沖縄旅行で飲んだ夜、「運転代行を呼ぼう」と思ったら1時間以上待ち、あるいはそもそも来てくれなかったという経験はありませんか。
実は沖縄は、全国で最も運転代行業者が多い県です。その数は約720社(ねとらぼリサーチ2020年調査)。2位の福岡県(約391社)のほぼ倍という圧倒的な数を誇ります。
しかし「業者数が多い=すぐ来てくれる」わけではありません。コロナ禍で業界が壊滅的な打撃を受け、深夜の繁忙時間帯や北部エリアでは今も「呼んでもつかまらない」状況が起きています。

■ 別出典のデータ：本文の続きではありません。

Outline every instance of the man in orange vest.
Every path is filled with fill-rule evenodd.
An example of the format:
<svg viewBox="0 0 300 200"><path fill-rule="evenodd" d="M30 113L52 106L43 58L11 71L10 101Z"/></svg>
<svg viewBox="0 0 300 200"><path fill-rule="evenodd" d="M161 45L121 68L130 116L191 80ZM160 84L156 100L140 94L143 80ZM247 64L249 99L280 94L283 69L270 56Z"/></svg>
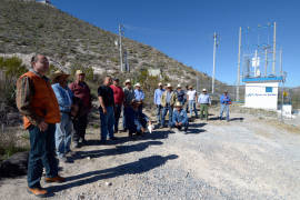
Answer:
<svg viewBox="0 0 300 200"><path fill-rule="evenodd" d="M49 61L42 54L31 59L32 69L17 81L17 107L23 116L24 129L30 134L28 161L28 191L37 197L46 197L48 191L40 184L42 169L46 182L63 182L58 174L54 132L60 122L60 111L56 94L48 78Z"/></svg>

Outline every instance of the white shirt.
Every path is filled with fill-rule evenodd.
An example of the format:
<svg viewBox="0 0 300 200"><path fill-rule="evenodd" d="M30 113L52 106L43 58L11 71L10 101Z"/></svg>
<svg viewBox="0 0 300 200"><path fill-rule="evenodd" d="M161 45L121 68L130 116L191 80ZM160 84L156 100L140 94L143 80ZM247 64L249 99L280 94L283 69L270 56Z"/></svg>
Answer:
<svg viewBox="0 0 300 200"><path fill-rule="evenodd" d="M189 99L188 99L189 101L196 100L197 91L196 90L189 90L187 92L187 94L189 96Z"/></svg>

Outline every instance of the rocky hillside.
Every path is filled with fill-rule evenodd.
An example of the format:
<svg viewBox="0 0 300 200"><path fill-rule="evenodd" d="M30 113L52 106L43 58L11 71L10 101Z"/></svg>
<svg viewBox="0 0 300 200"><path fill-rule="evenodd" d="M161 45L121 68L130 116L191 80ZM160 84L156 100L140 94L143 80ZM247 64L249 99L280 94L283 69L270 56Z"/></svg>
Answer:
<svg viewBox="0 0 300 200"><path fill-rule="evenodd" d="M0 0L0 53L28 60L42 52L64 67L91 67L96 73L118 73L118 36L79 20L57 8L34 1ZM210 78L169 58L159 50L124 38L132 71L161 69L162 77L174 83L193 83L209 88ZM206 86L207 84L207 86ZM222 84L217 81L217 84Z"/></svg>

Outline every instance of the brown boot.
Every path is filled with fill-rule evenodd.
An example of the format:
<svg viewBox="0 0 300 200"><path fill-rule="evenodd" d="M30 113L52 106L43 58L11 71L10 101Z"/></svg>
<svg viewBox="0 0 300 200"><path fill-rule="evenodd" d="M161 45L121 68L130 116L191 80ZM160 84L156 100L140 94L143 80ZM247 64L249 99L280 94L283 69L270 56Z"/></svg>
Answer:
<svg viewBox="0 0 300 200"><path fill-rule="evenodd" d="M44 190L43 188L27 188L27 190L29 193L32 193L39 198L46 198L46 196L48 194L47 190Z"/></svg>
<svg viewBox="0 0 300 200"><path fill-rule="evenodd" d="M63 177L58 176L58 177L53 177L53 178L44 178L44 181L46 182L59 182L59 183L61 183L61 182L64 182L66 179Z"/></svg>

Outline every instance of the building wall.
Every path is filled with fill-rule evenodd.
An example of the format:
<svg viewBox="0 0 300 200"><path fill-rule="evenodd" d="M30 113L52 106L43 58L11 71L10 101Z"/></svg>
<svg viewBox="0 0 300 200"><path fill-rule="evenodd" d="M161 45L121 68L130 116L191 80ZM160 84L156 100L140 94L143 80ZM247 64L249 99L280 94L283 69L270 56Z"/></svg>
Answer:
<svg viewBox="0 0 300 200"><path fill-rule="evenodd" d="M277 110L278 82L246 83L246 107Z"/></svg>

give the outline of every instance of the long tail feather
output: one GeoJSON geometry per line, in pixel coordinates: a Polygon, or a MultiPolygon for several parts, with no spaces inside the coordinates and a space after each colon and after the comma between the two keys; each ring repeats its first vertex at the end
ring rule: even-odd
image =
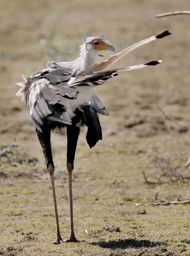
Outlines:
{"type": "Polygon", "coordinates": [[[76,86],[78,86],[88,85],[96,86],[100,85],[105,83],[106,80],[108,80],[108,79],[117,75],[118,75],[117,73],[120,71],[127,71],[133,69],[136,69],[138,68],[142,68],[147,66],[155,66],[161,63],[162,61],[161,60],[154,60],[145,64],[136,65],[135,66],[131,66],[130,67],[126,67],[117,69],[111,69],[105,70],[105,71],[96,72],[93,73],[92,75],[88,75],[84,77],[72,80],[72,83],[70,84],[69,86],[74,87],[76,86]],[[89,83],[91,83],[89,84],[88,84],[89,83]]]}

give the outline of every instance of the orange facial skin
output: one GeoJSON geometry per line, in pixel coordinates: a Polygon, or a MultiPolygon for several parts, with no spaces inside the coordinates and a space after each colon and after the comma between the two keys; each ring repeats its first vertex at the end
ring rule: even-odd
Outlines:
{"type": "Polygon", "coordinates": [[[105,44],[100,40],[95,40],[91,43],[94,47],[94,50],[109,50],[108,47],[111,45],[110,44],[105,44]]]}

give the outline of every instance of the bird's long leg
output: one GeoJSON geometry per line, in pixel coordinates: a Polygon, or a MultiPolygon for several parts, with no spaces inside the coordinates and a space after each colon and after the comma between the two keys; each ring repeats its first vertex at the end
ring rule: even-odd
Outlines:
{"type": "Polygon", "coordinates": [[[54,173],[55,170],[54,164],[53,160],[51,148],[51,143],[50,137],[51,135],[51,129],[48,126],[46,128],[43,133],[40,133],[36,129],[39,140],[42,147],[44,154],[45,157],[47,171],[49,174],[53,197],[55,218],[57,224],[57,240],[52,242],[55,244],[59,244],[63,242],[63,240],[61,238],[60,233],[60,227],[59,225],[59,220],[58,219],[58,214],[56,202],[56,196],[55,189],[54,184],[54,173]]]}
{"type": "Polygon", "coordinates": [[[74,233],[73,212],[73,197],[72,193],[72,173],[74,169],[74,161],[77,140],[79,135],[80,128],[73,122],[71,125],[67,126],[67,169],[69,174],[70,211],[71,214],[71,236],[66,242],[78,242],[74,233]]]}

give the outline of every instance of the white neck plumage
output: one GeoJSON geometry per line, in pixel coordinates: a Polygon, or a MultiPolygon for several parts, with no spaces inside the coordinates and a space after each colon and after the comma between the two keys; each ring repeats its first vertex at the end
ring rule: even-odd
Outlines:
{"type": "Polygon", "coordinates": [[[80,46],[80,57],[81,71],[84,70],[89,66],[96,62],[98,53],[97,51],[92,50],[88,51],[86,49],[85,44],[80,46]]]}

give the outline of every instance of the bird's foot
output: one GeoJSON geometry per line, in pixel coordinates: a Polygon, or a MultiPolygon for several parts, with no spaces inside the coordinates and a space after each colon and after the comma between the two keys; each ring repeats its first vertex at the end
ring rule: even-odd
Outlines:
{"type": "Polygon", "coordinates": [[[85,242],[85,240],[78,240],[75,236],[71,236],[70,238],[69,239],[67,239],[66,240],[65,240],[64,242],[65,243],[70,242],[72,242],[74,243],[79,242],[85,242]]]}
{"type": "Polygon", "coordinates": [[[63,243],[64,241],[61,237],[58,238],[55,241],[52,241],[52,244],[54,244],[54,245],[59,245],[60,244],[62,244],[63,243]]]}

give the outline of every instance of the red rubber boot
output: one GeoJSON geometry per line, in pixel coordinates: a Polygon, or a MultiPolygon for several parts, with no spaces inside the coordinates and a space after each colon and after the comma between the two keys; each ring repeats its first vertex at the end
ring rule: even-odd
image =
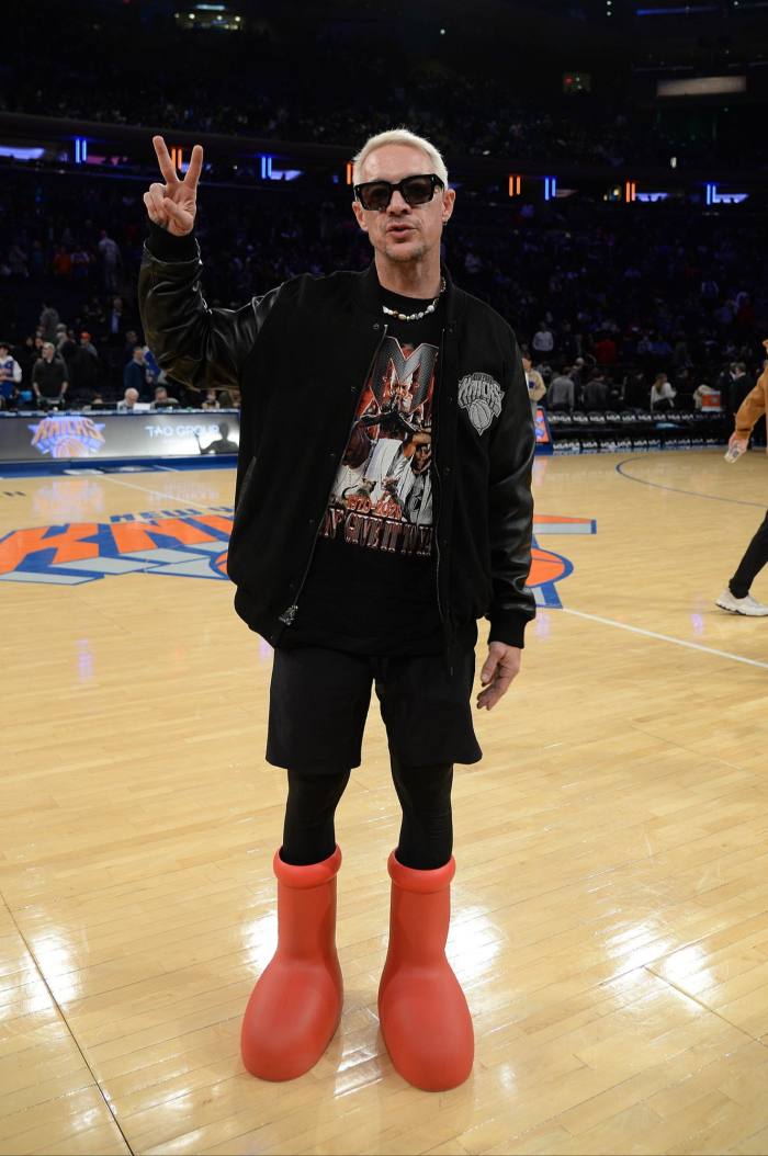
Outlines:
{"type": "Polygon", "coordinates": [[[466,998],[445,958],[453,855],[416,870],[390,854],[390,943],[378,987],[378,1018],[392,1064],[422,1091],[464,1083],[474,1060],[466,998]]]}
{"type": "Polygon", "coordinates": [[[241,1053],[261,1080],[295,1080],[331,1043],[344,1003],[335,948],[337,873],[341,851],[307,867],[275,851],[278,949],[245,1008],[241,1053]]]}

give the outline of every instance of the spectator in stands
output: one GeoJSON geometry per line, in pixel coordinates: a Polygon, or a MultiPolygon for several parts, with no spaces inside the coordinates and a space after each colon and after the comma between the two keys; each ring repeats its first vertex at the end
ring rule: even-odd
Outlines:
{"type": "Polygon", "coordinates": [[[118,243],[110,237],[106,229],[102,229],[101,231],[98,255],[102,262],[102,282],[104,289],[106,292],[117,292],[118,273],[123,264],[123,258],[118,243]]]}
{"type": "Polygon", "coordinates": [[[0,341],[0,409],[13,409],[19,399],[21,365],[10,354],[10,344],[0,341]]]}
{"type": "Polygon", "coordinates": [[[139,400],[139,391],[134,390],[133,386],[128,386],[123,394],[123,400],[118,401],[117,408],[121,412],[131,410],[139,400]]]}
{"type": "Polygon", "coordinates": [[[746,395],[754,390],[754,379],[747,373],[744,362],[736,362],[729,390],[729,412],[734,414],[746,395]]]}
{"type": "Polygon", "coordinates": [[[584,409],[596,409],[603,412],[605,409],[606,402],[608,400],[608,386],[605,380],[603,370],[593,369],[590,370],[590,378],[583,391],[583,405],[584,409]]]}
{"type": "Polygon", "coordinates": [[[64,401],[69,386],[69,375],[64,357],[57,354],[53,342],[43,343],[43,355],[32,369],[32,390],[42,405],[64,401]]]}
{"type": "Polygon", "coordinates": [[[125,324],[125,317],[123,316],[123,298],[113,297],[112,305],[109,311],[109,317],[106,319],[108,331],[110,339],[115,342],[119,340],[120,333],[123,332],[123,326],[125,324]]]}
{"type": "Polygon", "coordinates": [[[141,344],[141,342],[139,341],[139,334],[136,333],[136,331],[135,329],[126,329],[125,331],[125,348],[123,350],[123,362],[124,363],[131,361],[131,358],[133,357],[133,350],[136,348],[136,346],[140,346],[140,344],[141,344]]]}
{"type": "Polygon", "coordinates": [[[72,392],[86,397],[90,395],[97,387],[98,373],[98,354],[91,344],[90,333],[83,331],[80,334],[80,344],[69,362],[72,392]]]}
{"type": "Polygon", "coordinates": [[[531,399],[531,412],[536,418],[536,410],[539,402],[544,399],[547,392],[547,387],[544,384],[544,378],[539,373],[538,369],[533,369],[533,362],[527,353],[523,354],[523,369],[525,370],[525,377],[529,386],[529,398],[531,399]]]}
{"type": "Polygon", "coordinates": [[[178,400],[170,397],[164,385],[156,385],[153,407],[155,409],[168,409],[169,406],[178,406],[178,400]]]}
{"type": "Polygon", "coordinates": [[[133,356],[123,370],[123,387],[136,391],[136,400],[149,400],[147,393],[147,371],[145,369],[145,356],[141,346],[133,347],[133,356]]]}
{"type": "Polygon", "coordinates": [[[555,347],[555,338],[546,321],[541,321],[531,342],[538,354],[551,354],[555,347]]]}
{"type": "Polygon", "coordinates": [[[670,385],[666,373],[656,375],[651,386],[650,408],[651,412],[674,409],[674,390],[670,385]]]}
{"type": "Polygon", "coordinates": [[[610,333],[601,333],[595,342],[595,360],[598,365],[615,365],[619,350],[610,333]]]}
{"type": "Polygon", "coordinates": [[[58,309],[54,305],[49,305],[47,302],[43,302],[43,310],[39,319],[39,326],[43,331],[40,334],[43,341],[53,341],[56,339],[56,327],[58,324],[58,309]]]}
{"type": "Polygon", "coordinates": [[[570,365],[563,365],[553,377],[547,390],[547,409],[571,412],[576,398],[573,378],[569,377],[570,365]]]}
{"type": "Polygon", "coordinates": [[[712,390],[711,385],[707,385],[706,381],[702,381],[701,385],[697,385],[696,388],[693,391],[694,407],[696,409],[709,408],[704,402],[706,398],[712,398],[712,399],[717,398],[717,400],[719,401],[721,394],[719,390],[712,390]]]}
{"type": "MultiPolygon", "coordinates": [[[[94,339],[88,329],[83,329],[80,334],[80,347],[81,349],[87,349],[88,353],[98,361],[98,353],[96,346],[94,344],[94,339]]],[[[133,347],[128,351],[128,357],[133,354],[133,347]]],[[[126,357],[127,361],[127,357],[126,357]]]]}

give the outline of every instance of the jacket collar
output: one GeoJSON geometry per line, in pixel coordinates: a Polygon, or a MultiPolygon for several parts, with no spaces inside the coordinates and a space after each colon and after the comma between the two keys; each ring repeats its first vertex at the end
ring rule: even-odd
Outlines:
{"type": "MultiPolygon", "coordinates": [[[[466,294],[459,289],[448,271],[448,266],[441,261],[440,271],[445,277],[445,324],[446,327],[453,325],[466,306],[466,294]]],[[[382,314],[382,299],[379,296],[378,274],[376,261],[371,261],[364,273],[360,274],[360,301],[367,312],[375,317],[382,314]]]]}

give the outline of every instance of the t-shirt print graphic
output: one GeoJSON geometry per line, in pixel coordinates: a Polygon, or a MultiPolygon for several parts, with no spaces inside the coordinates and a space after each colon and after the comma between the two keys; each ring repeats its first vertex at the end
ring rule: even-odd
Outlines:
{"type": "Polygon", "coordinates": [[[433,392],[437,347],[382,342],[357,405],[320,534],[429,557],[433,392]]]}

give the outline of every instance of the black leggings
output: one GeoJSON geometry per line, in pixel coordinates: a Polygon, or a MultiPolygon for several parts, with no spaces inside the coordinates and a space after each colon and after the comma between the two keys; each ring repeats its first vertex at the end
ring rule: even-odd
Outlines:
{"type": "Polygon", "coordinates": [[[731,578],[729,590],[733,598],[746,598],[752,583],[768,562],[768,513],[758,527],[758,533],[746,548],[739,569],[731,578]]]}
{"type": "MultiPolygon", "coordinates": [[[[392,780],[403,808],[397,859],[404,867],[443,867],[453,851],[453,764],[403,766],[392,755],[392,780]]],[[[288,801],[280,858],[304,867],[333,854],[333,816],[350,771],[302,775],[288,770],[288,801]]]]}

本記事では、沖縄の運転代行の歴史的な変遷とともに、現在(2026年)のリアルな使い方と注意点を整理します。
なぜ沖縄は運転代行業者が全国1位なのか
沖縄に運転代行が多い理由は、地域の構造と深く関わっています。
- 車社会:ゆいレールは那覇市内のみで、県内全域には届きません。県民も観光客も移動は車が基本です
- 飲酒文化:泡盛(アルコール度数25〜30%)をはじめ、沖縄料理店での飲酒機会が多く「飲んだら代行」という文化が根付いています
- 観光需要:レンタカーで移動する旅行者が「夜だけ飲みたい」というニーズを持ちやすい
ただし業者数が多くても、飲酒運転は減っていません。沖縄県の飲酒運転検挙件数は2024年に1,389件(前年比+235件増)と増加し、全人身事故中の飲酒絡み構成率は4年連続で全国ワースト(沖縄県資料)。業者の多さが問題の解決につながっていない現実があります。
コロナ前〜現在:沖縄の運転代行3つの時代
コロナ前(〜2019年):電話1本、アナログ時代
コロナ禍以前の沖縄では、運転代行は「電話して呼ぶもの」でした。スマートフォンアプリはなく、業者ごとに料金体系もバラバラで不透明。繁忙期は混雑することはあっても、業者間の競争は活発で「飲んだら代行」という文化はある程度機能していました。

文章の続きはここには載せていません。